According to a survey conducted last year, only about eight percent of the population has access to a private automobile in Lahore. Nearly twenty percent of the city commutes by bus and 40 percent gets about on foot.

The report also highlights that collectively Lahoris take an estimated 9.8 million trips a day. For a city of nearly 10 million, this figure is less than half of other cities of comparable size. In addition nearly 65 percent of Lahore’s population lives in about 10 percent of its footprint (the areas north of GT Road and the railway station) and the remaining 35 percent of the population occupy the remaining 90 percent with a low-density sprawl.

Over the years, many attempts have been made to solve Lahore’s traffic problems. The widening of Jail Road and Ferozepur Road in the 1990s; the construction of underpasses and the widening of Canal Bank Road; and the construction of Ring Road.

All these efforts have resulted in temporary relief for a few years followed by a return of congested roads. Meanwhile, nothing has been done to improve the archaic public transport system or to make the city bicycle-friendly.

Against this backdrop, work on the bus rapid transport system on Ferozepur Road was initiated. After eight months of toil, we finally have a new transport route in the city. I attended the inauguration ceremony for the bus rapid transit (BRT) system in Lahore and got a chance to take a ride on one of the first metro buses.

During the inauguration ceremony, we were regaled with the usual technical details about the project, followed by a lengthy address by the deputy prime minister of Turkey.

It should be noted that the Turkish government helped the local government with the infrastructure for the project due to their expertise with similar projects in Istanbul.
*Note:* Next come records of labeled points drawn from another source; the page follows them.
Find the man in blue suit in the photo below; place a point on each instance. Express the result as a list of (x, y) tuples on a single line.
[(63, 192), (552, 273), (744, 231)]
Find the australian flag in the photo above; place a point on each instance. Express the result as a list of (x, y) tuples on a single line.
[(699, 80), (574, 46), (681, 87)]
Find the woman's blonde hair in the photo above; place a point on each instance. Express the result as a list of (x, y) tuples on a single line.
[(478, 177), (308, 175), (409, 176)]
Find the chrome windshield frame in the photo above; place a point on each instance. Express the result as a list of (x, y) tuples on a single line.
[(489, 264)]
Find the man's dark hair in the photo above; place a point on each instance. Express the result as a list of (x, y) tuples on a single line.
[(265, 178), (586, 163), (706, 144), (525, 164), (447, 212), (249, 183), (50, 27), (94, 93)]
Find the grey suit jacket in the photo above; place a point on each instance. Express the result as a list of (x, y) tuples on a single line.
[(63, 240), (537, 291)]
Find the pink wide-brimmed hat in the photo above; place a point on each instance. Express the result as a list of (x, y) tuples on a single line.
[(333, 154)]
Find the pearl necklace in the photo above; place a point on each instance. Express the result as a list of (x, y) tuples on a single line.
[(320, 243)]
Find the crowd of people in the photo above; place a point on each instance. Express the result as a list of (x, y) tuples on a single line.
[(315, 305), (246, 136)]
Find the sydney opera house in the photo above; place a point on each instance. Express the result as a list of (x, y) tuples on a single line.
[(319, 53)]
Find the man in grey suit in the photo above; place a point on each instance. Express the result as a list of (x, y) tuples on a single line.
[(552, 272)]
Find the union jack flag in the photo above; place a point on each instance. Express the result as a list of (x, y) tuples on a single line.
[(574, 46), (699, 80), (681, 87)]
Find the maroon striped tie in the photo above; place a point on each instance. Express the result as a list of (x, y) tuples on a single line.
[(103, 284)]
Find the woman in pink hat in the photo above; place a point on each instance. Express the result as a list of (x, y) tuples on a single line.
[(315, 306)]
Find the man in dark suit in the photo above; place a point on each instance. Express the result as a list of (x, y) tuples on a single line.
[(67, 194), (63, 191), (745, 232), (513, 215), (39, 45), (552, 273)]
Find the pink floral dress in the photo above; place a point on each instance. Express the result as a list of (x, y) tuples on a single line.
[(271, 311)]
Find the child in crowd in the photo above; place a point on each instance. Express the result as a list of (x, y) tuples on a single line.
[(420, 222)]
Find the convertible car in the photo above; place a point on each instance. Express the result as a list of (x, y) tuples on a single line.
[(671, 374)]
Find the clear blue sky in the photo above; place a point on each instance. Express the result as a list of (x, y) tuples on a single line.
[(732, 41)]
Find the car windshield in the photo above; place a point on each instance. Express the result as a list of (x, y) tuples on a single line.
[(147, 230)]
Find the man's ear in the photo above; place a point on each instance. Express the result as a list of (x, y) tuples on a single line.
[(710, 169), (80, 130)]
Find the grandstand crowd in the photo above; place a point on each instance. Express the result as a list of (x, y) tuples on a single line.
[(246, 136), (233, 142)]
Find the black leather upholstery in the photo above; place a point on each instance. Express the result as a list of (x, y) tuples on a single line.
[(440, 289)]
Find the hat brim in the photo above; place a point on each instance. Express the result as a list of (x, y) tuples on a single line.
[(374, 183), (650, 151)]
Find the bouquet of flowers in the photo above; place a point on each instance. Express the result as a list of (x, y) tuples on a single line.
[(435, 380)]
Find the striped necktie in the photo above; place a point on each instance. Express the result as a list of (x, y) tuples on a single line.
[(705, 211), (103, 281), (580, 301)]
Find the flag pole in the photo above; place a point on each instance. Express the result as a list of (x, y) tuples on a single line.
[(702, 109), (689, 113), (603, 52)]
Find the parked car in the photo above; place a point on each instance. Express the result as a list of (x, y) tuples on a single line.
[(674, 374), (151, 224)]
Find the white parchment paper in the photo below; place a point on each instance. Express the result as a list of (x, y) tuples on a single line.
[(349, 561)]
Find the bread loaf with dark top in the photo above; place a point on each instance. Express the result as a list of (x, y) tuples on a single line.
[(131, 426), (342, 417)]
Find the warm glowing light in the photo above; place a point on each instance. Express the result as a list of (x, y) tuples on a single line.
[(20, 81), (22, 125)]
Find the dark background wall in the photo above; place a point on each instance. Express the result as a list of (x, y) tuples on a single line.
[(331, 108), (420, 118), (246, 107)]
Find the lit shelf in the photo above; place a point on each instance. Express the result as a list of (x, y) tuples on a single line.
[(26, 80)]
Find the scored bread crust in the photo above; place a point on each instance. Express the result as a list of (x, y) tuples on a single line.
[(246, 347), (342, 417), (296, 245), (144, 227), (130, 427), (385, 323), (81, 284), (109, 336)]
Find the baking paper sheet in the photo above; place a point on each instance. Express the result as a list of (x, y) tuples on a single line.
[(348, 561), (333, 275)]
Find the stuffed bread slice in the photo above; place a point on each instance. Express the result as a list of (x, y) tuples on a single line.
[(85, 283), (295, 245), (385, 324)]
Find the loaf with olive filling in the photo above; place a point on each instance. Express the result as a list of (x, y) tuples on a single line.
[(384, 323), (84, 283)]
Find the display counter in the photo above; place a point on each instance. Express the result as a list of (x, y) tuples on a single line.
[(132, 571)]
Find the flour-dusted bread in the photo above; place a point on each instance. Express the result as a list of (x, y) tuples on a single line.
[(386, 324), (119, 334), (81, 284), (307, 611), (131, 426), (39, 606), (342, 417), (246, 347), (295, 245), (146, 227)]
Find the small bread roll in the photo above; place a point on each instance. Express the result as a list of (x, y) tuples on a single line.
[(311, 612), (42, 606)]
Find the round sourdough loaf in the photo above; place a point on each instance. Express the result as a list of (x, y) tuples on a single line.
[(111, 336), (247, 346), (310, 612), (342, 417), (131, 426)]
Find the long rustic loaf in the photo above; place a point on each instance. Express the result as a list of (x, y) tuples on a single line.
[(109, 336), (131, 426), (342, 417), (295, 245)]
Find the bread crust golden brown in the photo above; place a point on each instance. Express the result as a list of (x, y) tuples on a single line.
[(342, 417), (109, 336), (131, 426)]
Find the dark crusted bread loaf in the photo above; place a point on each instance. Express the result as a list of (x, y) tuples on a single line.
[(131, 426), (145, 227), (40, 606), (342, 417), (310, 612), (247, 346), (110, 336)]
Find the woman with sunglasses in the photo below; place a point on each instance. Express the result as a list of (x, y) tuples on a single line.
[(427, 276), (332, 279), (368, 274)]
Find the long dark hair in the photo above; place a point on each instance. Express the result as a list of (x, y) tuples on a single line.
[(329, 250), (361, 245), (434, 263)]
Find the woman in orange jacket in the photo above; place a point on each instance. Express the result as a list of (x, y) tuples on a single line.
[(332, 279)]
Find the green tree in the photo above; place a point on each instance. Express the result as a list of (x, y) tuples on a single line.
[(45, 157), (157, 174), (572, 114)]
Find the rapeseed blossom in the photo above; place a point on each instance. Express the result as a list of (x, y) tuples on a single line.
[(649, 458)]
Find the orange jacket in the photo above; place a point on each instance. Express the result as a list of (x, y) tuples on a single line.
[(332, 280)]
The ceremony itself was grand with more than 3000 participants, including politicians from different parties, civil society members, civil servants, vice chancellors, businessmen, members of the media and students. After the ceremony, a ride in the buses was arranged across the length of Ferozepur Road.

Despite my scepticism, I found the buses comfortable with a separate space for women and adequate standing and sitting space for male passengers.

Our buses were welcomed by cheers throughout the 27 kilometre long journey by not only the ‘PML-N faithful’ but also from people standing on rooftops and travelling in their own vehicles. I believe this is a step in the right direction and similar projects have to be started in other cities of Pakistan.

However, one of the biggest concerns with the project is the fact that people who already have vehicles will not prefer to travel on the BRT buses. There are no parking spaces near the stations and the number of people who will stop using their own cars to use this facility is negligible.

Thus, this system will cater to people who are already travelling via public transport. This hardly helps the situation since the idea should be to ensure a safe, cheap method of commute that all citizens can use.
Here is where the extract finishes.